At the same time it was oddly consensual. The essence of Scottish politics is that there is no vast difference in the world view of its leaders (hence the hatred). Back in London Nigel Farage of Ukip and Natalie Bennett of the Greens have no clue what the other one is talking about, so there is no room for anything other than mutual bewilderment. In Edinburgh it's knife war over each small increment of devolution, austerity or tax rises.

<>He is a curious figure, Mr Murphy. Watch him at work - whether talking to journalists or young mums - and he is highly professional. Yet he has a strange emotional distance, although this profession was not the one he wanted - and if a 20 per cent swing does hit Renfrewshire East, he will drift into oblivion with a secret song in his heart.

But something about the sight of wee Nicola seemed to galvanise him.
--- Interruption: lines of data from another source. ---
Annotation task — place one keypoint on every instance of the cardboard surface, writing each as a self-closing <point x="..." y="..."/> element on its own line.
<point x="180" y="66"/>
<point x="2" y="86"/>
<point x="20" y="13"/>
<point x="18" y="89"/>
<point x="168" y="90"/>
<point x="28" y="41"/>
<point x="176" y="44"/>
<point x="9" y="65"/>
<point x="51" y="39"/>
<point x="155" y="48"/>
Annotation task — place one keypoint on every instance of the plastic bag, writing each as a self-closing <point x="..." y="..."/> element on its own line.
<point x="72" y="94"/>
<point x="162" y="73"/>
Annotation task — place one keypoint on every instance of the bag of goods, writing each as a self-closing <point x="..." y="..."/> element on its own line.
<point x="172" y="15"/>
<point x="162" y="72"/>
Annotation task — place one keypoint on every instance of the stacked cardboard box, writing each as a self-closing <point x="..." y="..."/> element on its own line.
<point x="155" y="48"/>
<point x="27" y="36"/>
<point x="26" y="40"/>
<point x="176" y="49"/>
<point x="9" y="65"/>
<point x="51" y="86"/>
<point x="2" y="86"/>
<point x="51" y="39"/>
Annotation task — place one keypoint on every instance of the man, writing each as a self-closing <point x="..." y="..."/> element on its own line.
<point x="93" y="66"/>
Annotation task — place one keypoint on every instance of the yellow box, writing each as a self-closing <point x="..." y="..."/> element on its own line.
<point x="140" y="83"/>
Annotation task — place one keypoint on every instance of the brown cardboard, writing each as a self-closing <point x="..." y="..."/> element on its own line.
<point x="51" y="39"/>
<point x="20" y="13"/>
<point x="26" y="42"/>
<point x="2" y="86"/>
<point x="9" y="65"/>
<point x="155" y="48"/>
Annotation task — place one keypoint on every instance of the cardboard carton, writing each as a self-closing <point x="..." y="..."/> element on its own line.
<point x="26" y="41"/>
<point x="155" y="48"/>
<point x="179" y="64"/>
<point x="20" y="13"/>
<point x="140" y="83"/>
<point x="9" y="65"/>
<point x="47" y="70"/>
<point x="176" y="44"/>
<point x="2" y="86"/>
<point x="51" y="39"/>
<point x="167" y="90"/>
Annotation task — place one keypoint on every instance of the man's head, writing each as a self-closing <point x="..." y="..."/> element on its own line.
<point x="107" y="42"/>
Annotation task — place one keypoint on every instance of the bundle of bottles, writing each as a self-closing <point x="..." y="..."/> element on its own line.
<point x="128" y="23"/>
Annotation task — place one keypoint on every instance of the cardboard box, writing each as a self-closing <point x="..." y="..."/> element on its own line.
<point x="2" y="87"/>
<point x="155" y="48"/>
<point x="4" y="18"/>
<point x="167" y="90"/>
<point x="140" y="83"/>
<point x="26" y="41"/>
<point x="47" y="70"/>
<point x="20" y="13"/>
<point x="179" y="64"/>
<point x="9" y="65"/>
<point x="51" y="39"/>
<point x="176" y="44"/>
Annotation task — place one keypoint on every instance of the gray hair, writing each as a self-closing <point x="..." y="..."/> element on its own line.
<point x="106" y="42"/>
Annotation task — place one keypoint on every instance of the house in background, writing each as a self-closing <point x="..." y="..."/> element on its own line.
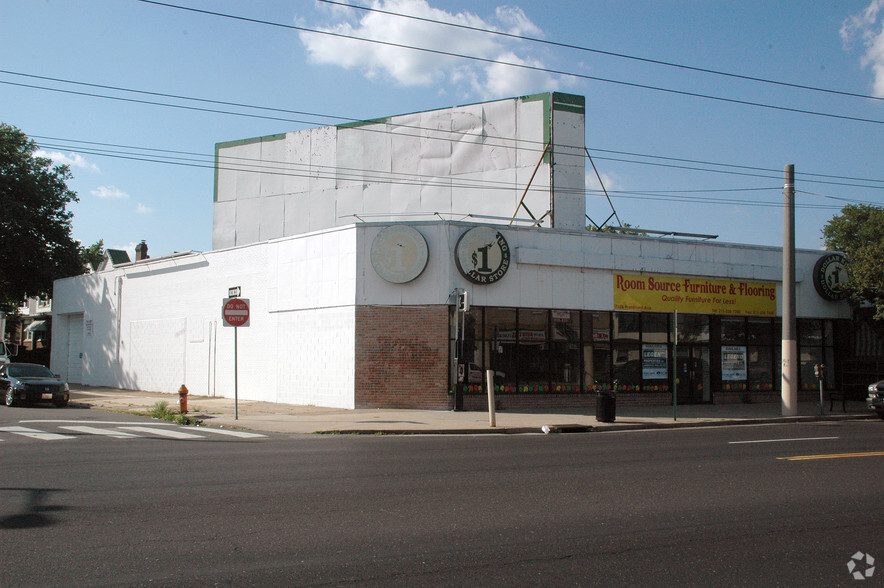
<point x="378" y="262"/>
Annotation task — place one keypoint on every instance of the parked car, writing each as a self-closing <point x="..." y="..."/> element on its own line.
<point x="32" y="382"/>
<point x="875" y="400"/>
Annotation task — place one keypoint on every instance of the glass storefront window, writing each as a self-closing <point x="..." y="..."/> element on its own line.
<point x="759" y="332"/>
<point x="565" y="350"/>
<point x="733" y="330"/>
<point x="627" y="369"/>
<point x="626" y="326"/>
<point x="761" y="368"/>
<point x="500" y="345"/>
<point x="596" y="350"/>
<point x="810" y="332"/>
<point x="810" y="356"/>
<point x="500" y="324"/>
<point x="693" y="328"/>
<point x="655" y="328"/>
<point x="596" y="327"/>
<point x="596" y="365"/>
<point x="533" y="326"/>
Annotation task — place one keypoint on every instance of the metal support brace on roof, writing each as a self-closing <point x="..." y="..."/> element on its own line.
<point x="611" y="204"/>
<point x="530" y="181"/>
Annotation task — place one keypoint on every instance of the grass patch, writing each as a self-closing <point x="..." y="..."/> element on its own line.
<point x="162" y="411"/>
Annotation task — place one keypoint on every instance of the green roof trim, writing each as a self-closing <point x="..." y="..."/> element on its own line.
<point x="569" y="103"/>
<point x="364" y="123"/>
<point x="240" y="143"/>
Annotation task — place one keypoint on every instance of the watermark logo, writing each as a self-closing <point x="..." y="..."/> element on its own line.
<point x="856" y="563"/>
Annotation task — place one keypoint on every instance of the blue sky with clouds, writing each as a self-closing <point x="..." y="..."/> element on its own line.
<point x="108" y="86"/>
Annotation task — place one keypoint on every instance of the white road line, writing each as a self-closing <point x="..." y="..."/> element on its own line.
<point x="97" y="431"/>
<point x="780" y="440"/>
<point x="164" y="432"/>
<point x="241" y="434"/>
<point x="35" y="433"/>
<point x="75" y="421"/>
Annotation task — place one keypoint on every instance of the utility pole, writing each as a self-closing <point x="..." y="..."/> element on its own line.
<point x="790" y="337"/>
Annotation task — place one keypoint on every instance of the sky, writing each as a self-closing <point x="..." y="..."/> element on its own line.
<point x="693" y="109"/>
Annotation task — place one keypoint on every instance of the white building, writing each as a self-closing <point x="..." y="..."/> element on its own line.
<point x="353" y="245"/>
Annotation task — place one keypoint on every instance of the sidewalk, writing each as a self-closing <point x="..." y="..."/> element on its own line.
<point x="287" y="418"/>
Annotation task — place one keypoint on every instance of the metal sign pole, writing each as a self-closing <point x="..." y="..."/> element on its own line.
<point x="235" y="377"/>
<point x="675" y="364"/>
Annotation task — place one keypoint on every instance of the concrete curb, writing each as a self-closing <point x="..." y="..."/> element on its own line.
<point x="559" y="429"/>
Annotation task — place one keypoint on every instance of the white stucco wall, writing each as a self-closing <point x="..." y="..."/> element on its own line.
<point x="157" y="324"/>
<point x="474" y="159"/>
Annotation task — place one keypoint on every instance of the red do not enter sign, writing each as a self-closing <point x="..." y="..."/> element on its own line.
<point x="235" y="312"/>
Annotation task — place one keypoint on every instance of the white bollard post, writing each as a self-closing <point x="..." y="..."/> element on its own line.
<point x="489" y="382"/>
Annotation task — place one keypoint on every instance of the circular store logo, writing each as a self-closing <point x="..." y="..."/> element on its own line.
<point x="399" y="254"/>
<point x="482" y="255"/>
<point x="830" y="275"/>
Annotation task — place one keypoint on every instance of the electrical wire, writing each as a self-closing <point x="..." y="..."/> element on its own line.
<point x="607" y="53"/>
<point x="247" y="165"/>
<point x="518" y="65"/>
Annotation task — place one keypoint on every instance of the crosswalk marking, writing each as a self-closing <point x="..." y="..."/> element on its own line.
<point x="35" y="433"/>
<point x="122" y="430"/>
<point x="164" y="432"/>
<point x="240" y="434"/>
<point x="97" y="431"/>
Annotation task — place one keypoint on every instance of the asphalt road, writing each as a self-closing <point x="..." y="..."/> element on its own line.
<point x="694" y="507"/>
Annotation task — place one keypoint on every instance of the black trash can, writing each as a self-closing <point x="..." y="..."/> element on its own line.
<point x="606" y="407"/>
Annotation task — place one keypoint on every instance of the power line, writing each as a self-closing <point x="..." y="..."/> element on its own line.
<point x="248" y="165"/>
<point x="519" y="65"/>
<point x="608" y="53"/>
<point x="524" y="144"/>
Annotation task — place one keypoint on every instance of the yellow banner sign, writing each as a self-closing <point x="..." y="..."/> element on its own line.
<point x="694" y="295"/>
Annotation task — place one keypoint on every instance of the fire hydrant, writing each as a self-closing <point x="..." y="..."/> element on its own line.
<point x="182" y="399"/>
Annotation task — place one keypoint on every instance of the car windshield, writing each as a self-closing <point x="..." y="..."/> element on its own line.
<point x="30" y="371"/>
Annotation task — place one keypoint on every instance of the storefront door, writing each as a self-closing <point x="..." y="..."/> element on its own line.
<point x="692" y="369"/>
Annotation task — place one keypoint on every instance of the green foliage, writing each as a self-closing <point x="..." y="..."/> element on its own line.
<point x="36" y="246"/>
<point x="93" y="255"/>
<point x="858" y="232"/>
<point x="161" y="410"/>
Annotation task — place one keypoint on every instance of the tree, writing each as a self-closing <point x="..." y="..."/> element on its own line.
<point x="93" y="255"/>
<point x="858" y="232"/>
<point x="36" y="246"/>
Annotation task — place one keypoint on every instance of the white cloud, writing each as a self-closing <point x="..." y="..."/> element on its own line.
<point x="71" y="159"/>
<point x="409" y="67"/>
<point x="109" y="192"/>
<point x="868" y="28"/>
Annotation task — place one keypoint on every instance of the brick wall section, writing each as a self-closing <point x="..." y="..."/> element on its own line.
<point x="402" y="357"/>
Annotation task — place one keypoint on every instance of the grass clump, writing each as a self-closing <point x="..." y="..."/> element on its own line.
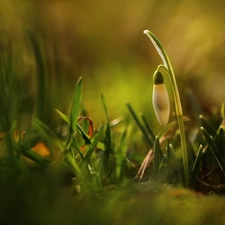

Towering over his opponent, he never allowed her jabbing style to get through. Ruth Davidson of the Conservatives looked and sounded a bit too angry. Willie Rennie of the Lib Dems had the air of a Scottish football manager, explaining away the latest Saturday afternoon disaster as cheerfully as he could. They were fringe contestants.

The four of them are due to go through it all again on Wednesday night - on the BBC, this time with Ukip and Greens in tow. But surely there comes a moment when even the Scots say enough is enough.